Directed labor search and the cycle

There used to be a time where the discussion of unemployment over the business cycle was limited to disputes over the level of NAIRU and how monetary policy would influence it. How much progress we have made since. A first step has been the Mortensen-Pissarides matching function, which has considerably refocused the discussion on micro-foundations on unemployment with the use of explicit labor search models.

After Robert Shimer showed some serious doubts about some of the critical business cycle properties of the matching function models, considerable effort has been made to either salvage the matching function models by augmenting or modifying them in some ways, or to come up with more micro-founded ways to understand the matching process.

One such avenue is the directed search model, where job seekers purposely decide to apply to certain positions on the basis of some signal (say, a posted wage). Guido Menzio and Shouyong Shi just wrote a paper that should be a trend setter for this class of models. The particular appeal here is that they are able to find a solution for a search model with aggregate fluctuation that is easy to compute, quite a feat for any model with heterogeneity across agents.
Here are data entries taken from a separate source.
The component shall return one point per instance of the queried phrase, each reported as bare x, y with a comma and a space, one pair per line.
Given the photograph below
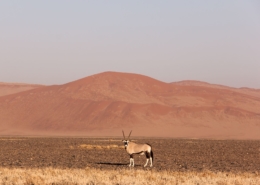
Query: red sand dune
12, 88
106, 103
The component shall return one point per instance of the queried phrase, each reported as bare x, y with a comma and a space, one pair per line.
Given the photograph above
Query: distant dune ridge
105, 103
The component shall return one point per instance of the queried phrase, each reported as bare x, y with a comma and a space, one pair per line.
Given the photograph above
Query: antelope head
126, 141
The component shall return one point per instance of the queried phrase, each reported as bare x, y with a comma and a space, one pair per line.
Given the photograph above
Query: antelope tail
152, 154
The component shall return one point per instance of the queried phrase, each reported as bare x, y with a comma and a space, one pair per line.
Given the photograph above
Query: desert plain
201, 133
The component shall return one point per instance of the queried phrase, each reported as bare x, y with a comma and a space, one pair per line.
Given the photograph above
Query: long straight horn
123, 134
129, 135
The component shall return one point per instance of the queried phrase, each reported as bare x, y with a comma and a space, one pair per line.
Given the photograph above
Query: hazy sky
58, 41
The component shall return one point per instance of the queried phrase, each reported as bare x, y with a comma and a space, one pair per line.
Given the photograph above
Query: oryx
134, 148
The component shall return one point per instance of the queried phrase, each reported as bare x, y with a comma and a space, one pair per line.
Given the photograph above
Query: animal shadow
113, 164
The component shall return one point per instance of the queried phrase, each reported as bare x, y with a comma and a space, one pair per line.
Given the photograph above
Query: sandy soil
108, 153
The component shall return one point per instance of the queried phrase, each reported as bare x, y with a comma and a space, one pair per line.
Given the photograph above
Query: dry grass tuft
127, 176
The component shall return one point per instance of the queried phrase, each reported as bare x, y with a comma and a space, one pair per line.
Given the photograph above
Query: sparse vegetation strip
127, 176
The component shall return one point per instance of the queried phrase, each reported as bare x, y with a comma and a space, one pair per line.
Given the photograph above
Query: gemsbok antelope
134, 148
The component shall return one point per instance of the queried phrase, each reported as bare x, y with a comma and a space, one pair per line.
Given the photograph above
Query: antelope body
134, 148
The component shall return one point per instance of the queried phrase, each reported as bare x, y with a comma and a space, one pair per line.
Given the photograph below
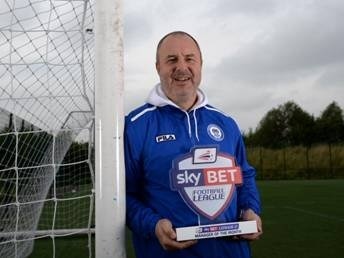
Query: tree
286, 125
330, 125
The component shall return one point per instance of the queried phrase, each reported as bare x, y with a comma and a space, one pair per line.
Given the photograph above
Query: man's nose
181, 65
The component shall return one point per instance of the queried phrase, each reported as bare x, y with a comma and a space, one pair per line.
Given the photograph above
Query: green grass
301, 219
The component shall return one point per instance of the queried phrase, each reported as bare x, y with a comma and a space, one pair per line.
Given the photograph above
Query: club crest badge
215, 132
206, 179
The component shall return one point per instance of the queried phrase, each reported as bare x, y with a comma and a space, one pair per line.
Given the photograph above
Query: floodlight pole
109, 120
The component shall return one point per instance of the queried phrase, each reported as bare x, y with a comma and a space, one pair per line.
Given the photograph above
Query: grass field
302, 219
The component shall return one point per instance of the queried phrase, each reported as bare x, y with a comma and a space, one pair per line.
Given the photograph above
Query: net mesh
46, 122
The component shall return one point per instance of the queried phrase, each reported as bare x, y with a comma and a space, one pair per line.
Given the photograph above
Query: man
167, 132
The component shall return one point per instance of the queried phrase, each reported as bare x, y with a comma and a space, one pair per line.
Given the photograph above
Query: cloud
257, 54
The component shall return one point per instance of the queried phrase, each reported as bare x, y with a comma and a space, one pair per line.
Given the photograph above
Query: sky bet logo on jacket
206, 179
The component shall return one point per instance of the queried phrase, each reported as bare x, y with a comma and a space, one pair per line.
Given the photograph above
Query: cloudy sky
257, 54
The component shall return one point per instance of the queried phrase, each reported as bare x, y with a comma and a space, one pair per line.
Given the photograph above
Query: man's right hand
167, 236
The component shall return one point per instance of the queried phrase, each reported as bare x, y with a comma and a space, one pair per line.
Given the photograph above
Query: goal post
109, 121
61, 123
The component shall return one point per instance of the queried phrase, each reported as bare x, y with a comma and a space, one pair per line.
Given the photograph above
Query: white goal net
46, 123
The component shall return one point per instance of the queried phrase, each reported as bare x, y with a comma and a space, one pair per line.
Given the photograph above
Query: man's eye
171, 60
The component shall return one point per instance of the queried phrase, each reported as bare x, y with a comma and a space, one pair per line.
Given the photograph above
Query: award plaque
206, 180
216, 230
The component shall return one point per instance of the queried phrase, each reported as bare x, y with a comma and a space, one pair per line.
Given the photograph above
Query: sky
258, 54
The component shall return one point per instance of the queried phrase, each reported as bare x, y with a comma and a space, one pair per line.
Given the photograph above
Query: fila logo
165, 137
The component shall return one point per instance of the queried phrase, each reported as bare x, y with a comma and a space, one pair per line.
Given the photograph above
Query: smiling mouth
182, 79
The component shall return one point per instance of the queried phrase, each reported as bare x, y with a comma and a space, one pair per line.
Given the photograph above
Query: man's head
179, 65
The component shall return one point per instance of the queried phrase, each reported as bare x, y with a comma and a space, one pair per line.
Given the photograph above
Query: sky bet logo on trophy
206, 179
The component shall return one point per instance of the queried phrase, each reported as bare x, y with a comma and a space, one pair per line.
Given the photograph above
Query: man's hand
167, 236
251, 215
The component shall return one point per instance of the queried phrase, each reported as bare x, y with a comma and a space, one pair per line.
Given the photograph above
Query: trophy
206, 179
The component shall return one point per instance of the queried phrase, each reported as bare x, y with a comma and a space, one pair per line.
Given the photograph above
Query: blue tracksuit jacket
156, 135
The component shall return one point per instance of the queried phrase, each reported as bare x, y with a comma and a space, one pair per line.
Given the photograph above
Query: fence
298, 162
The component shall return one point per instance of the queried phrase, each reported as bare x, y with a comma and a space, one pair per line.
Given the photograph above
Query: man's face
179, 67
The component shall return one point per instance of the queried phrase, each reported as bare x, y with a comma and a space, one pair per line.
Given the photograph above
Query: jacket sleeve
248, 195
140, 218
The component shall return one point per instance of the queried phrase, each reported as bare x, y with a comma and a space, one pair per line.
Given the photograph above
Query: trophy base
216, 230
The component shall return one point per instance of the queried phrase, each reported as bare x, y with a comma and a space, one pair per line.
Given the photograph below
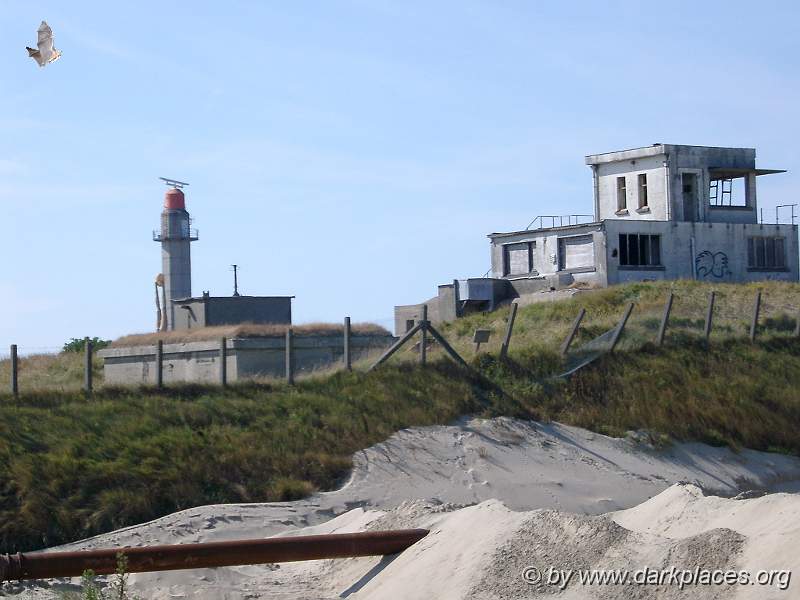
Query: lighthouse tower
175, 237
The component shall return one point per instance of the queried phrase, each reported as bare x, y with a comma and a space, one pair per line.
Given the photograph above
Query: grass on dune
71, 467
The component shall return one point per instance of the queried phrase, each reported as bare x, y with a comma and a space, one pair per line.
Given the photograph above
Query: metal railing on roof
191, 235
545, 221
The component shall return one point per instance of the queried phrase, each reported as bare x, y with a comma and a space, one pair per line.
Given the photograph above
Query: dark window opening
766, 253
622, 194
728, 192
518, 258
643, 190
639, 250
It is incredible how much such modeling has progressed in recent years. In this model, firms endogenously choose whether to open vacancies and how much to offer for each. Workers, unemployed or employed, decide where to apply and how much to ask. Each match has idiosyncratic productivity. In equilibrium, unemployed workers are less discriminating as to where they apply, as they want to make sure they are the only ones applying. Employment matches are also dissolved endogenously.

Aggregate fluctuations are triggered by the standard productivity shocks. For example, a positive shock lets firms open more vacancies with different terms, and workers look for better terms and better application success rates. In addition, fewer matches are dissolved. Once calibrated, the model can explain 40% of the fluctuations in the unemployment-employment transition and all of the reverse transition. In addition, 80& of changes in unemployment and 30% of those in vacancies can be accounted just by productivity shocks.

Firms and workers are ex-ante identical here. They are all in the same sector. Once even more complexity can be added to the model, it looks very promising what could be achieved in terms of understanding fluctuation of employment and, eventually, what policies could impact it.

2 comments:

VIlfredo said...

I see the promise in this type of research based on strong microfoundations. Yet, the recent labor search agenda seems, at least to me, too much focussed on matching some facts while neglicting to discuss the relevance of the assumptions taken to match them.

I was under the impression you wanted to match facts by having a model that makes sense. Yet, it seems calibrations are becoming more and more outrageous. Why not then do like econometricians do: fit to the data and not worry about the coefficients?

Kansan said...

Vilfredo, some people estimate labor search model, although I am not aware of estimated directed search models. Rasmus Lentz comes to mind. Their estimates look reasonable.